Along the way, we meet each friend and Mia confronts them about their issues in their own lives/helps them work through their relationship troubles. She feels like she has completely different perspective now that her partner is gone, and she wants to encourage her friends to love and work hard on their marriages.
The book touches on the pandemic quite a bit, and while I realize it played a role in the plot/setting, I didn't enjoy reading about it. #toosoon? I'm over hearing about covid in any form and it could have been left out of the book, in my opinion.
Overall, I did really love chunks of the book. It was a good book and I think it's worth a few hours of your time to read it. I would love to read more of her books in the future as well, her characters are so well developed!
I liked the idea of the book, but not really the execution.
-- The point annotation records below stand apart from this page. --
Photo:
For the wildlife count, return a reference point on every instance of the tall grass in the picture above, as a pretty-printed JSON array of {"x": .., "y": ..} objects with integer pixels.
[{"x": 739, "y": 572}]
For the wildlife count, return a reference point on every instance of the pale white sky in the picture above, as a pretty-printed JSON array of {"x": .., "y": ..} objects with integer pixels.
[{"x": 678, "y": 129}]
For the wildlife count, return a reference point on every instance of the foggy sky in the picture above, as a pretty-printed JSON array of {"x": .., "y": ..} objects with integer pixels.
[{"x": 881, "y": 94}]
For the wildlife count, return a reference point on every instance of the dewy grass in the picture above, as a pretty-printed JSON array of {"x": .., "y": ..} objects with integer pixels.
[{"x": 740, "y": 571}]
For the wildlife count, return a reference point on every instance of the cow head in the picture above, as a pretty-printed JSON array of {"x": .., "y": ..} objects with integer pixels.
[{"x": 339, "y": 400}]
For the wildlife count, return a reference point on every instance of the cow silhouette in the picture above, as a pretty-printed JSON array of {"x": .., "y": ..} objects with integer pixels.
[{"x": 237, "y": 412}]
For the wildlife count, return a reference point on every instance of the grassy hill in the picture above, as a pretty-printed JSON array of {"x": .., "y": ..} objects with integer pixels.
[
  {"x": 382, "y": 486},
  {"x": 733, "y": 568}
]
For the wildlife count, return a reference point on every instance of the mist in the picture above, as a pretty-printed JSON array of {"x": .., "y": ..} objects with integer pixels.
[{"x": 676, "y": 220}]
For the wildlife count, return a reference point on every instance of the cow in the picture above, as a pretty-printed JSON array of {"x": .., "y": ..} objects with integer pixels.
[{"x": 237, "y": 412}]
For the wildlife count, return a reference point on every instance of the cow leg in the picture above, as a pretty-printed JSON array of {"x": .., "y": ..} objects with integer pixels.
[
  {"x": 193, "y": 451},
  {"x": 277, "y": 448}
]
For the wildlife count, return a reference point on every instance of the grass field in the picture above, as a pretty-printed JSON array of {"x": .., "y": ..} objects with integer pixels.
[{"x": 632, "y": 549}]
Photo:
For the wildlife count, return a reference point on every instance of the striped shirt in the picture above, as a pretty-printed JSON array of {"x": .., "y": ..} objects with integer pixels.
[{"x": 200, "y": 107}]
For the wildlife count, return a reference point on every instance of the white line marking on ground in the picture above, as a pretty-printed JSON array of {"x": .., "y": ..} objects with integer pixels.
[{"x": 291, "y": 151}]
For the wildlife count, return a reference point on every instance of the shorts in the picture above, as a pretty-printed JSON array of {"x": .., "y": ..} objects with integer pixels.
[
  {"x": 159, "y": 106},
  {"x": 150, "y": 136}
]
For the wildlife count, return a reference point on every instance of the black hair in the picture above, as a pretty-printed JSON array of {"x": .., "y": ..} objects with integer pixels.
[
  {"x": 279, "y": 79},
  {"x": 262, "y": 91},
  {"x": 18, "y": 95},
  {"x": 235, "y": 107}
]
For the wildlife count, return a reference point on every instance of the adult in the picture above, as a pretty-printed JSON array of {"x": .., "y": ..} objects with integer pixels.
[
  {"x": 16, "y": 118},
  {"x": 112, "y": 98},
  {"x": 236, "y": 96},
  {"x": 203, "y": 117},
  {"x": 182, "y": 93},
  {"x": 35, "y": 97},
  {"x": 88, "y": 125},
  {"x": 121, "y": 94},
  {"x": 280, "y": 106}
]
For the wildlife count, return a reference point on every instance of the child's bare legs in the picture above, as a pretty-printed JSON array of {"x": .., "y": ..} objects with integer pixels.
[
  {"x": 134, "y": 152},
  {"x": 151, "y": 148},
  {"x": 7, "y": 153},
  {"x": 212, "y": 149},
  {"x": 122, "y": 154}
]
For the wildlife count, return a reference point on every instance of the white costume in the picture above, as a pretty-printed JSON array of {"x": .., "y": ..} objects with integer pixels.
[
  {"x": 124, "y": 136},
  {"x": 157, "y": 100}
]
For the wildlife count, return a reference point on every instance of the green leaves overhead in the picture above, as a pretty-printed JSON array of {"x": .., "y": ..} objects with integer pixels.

All of the characters annoyed me, most of all the MC. The friends honestly all seemed kind of shallow and mean. The tour itself was ruined from Covid and it acts like people just met but with masks but that is not what I remember about the start of Covid AT ALL. People were not going places. It was home; everything -everything- was virtual. Masks didn’t come until a little later. I do imagine it is a challenge to write about such a major event that happened so recently because everyone had a little bit different experience and still remembers it (it’s too raw still for many, I’d venture) and I struggled with how flippant she was about it. Today, okay. But in 2020 it was terrifying. Maybe I have a unique perspective since I work for a hospital.
Also the dudes, I hated that moniker, although for no good reason. I may have been okay with something like the boys or the kids. Something about the dudes just was like nails on a chalkboard to me for some reason, but that might just be me.
I got this book bc it was short and seemed like a non-romance (I hate romance) summer read, and I appreciated its length. But it wasn’t my favorite.
One positive thing I gained from this book: I realize I often say to people facing a major challenge “I can’t imagine”. And this book explained why that’s not a great thing to say to someone facing grief, so I will try to be more mindful of avoiding that!